There are clearing houses for scholarships that you may choose to use. BE AWARE AND BE WARY of the fees involved, and know that results are not guaranteed. If any financial aid/scholarship search requires payment from you, we recommend you do not use it.
A new clearinghouse database has been created specifically for Northern Neck and Middle Peninsula students through the Connect Rappahannock Organization: www.connectrappahannock.org .
Visit the following websites for more scholarship information:
www.scholaraid.com - Scholaraidwww.uncf.org - United Negro College Fundwww.afrotc.com - Air Force ROTC Scholarship
Raise.me: Raise.me is offering students the chance to earn up to $8,500 for scoring well on the PSAT and $1,000 for simply taking the test from schools like Tulane, Syracuse, University of Dayton and Denver. Raise.me is a free service for students and high schools. Learn more.
Financial Guide for African Americans The financial aid guide for minority students was recently published at : www.onlineschools.org/financial-aid/minority/
Another guidebook was created to help students from many minority groups -- including African American, Native American, Asian and Pacific Islander, and others -- better understand their financial aid options. The guide includes a wealth of resources intended to help minority students and their families through the scholarship and financial aid process. These resources include:
- A list of scholarships available to students from various minority groups
- A step-by-step guide to finding scholarships and grants
- A breakdown of the many types of financial aid available
Echo Lynch, a long-time Financial Aid Program Officer helped us develop the guidebook, providing an in-depth look at the nuances of today's financial aid. During her 18-year tenure, Lynch has served countless first-generation and low-income minority students and their families.
You can find this guide at: Minority scholarships
Financial Aid for Adults Going Back to College
Many adults considering their options to go back to college are concerned that they will not qualify for financial aid.
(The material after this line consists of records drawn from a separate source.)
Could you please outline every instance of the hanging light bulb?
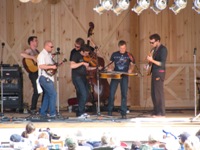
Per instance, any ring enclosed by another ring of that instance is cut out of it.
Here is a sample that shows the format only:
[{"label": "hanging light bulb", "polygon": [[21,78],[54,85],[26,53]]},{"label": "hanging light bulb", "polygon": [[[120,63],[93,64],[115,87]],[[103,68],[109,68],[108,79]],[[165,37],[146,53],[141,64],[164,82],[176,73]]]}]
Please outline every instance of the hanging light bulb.
[{"label": "hanging light bulb", "polygon": [[174,0],[174,4],[169,8],[175,15],[177,15],[180,10],[184,9],[187,6],[187,0]]},{"label": "hanging light bulb", "polygon": [[145,9],[149,8],[150,0],[137,0],[137,4],[131,9],[138,15]]},{"label": "hanging light bulb", "polygon": [[22,2],[22,3],[27,3],[27,2],[29,2],[30,0],[19,0],[20,2]]},{"label": "hanging light bulb", "polygon": [[93,8],[93,10],[95,10],[97,13],[101,15],[105,10],[110,10],[112,6],[113,6],[112,0],[103,0],[102,2],[100,0],[100,3],[95,8]]},{"label": "hanging light bulb", "polygon": [[192,9],[200,14],[200,0],[194,0]]},{"label": "hanging light bulb", "polygon": [[116,15],[119,15],[122,11],[128,9],[129,5],[129,0],[118,0],[117,5],[112,10]]},{"label": "hanging light bulb", "polygon": [[167,0],[154,0],[153,6],[150,8],[156,13],[160,13],[167,7]]}]

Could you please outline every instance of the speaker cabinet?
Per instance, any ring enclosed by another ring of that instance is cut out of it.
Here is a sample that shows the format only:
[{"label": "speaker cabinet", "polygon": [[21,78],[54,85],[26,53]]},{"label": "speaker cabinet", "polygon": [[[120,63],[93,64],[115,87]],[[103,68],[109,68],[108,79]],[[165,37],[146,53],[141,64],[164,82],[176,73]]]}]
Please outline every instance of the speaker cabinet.
[{"label": "speaker cabinet", "polygon": [[[23,79],[21,67],[19,65],[2,65],[1,69],[0,94],[3,94],[3,107],[23,109]],[[2,99],[2,96],[0,99]],[[2,101],[0,104],[2,104]]]}]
The good news is that there is no age limit for federal student aid, and almost anyone is eligible. The first step is to complete the Free Application for Federal Student Aid (FAFSA), and the quickest way to apply is online through the website, www.fafsa.gov.
Federal aid for adult students can be used to pay for the expenses associated with college education, including tuition, fees, accommodation, transportation, and books. You can also use your federal aid to fund equipment, such as a personal computer. Students with disabilities can use the funds to purchase assistive devices to enable them to access classes or any other equipment necessary to complete their study programs.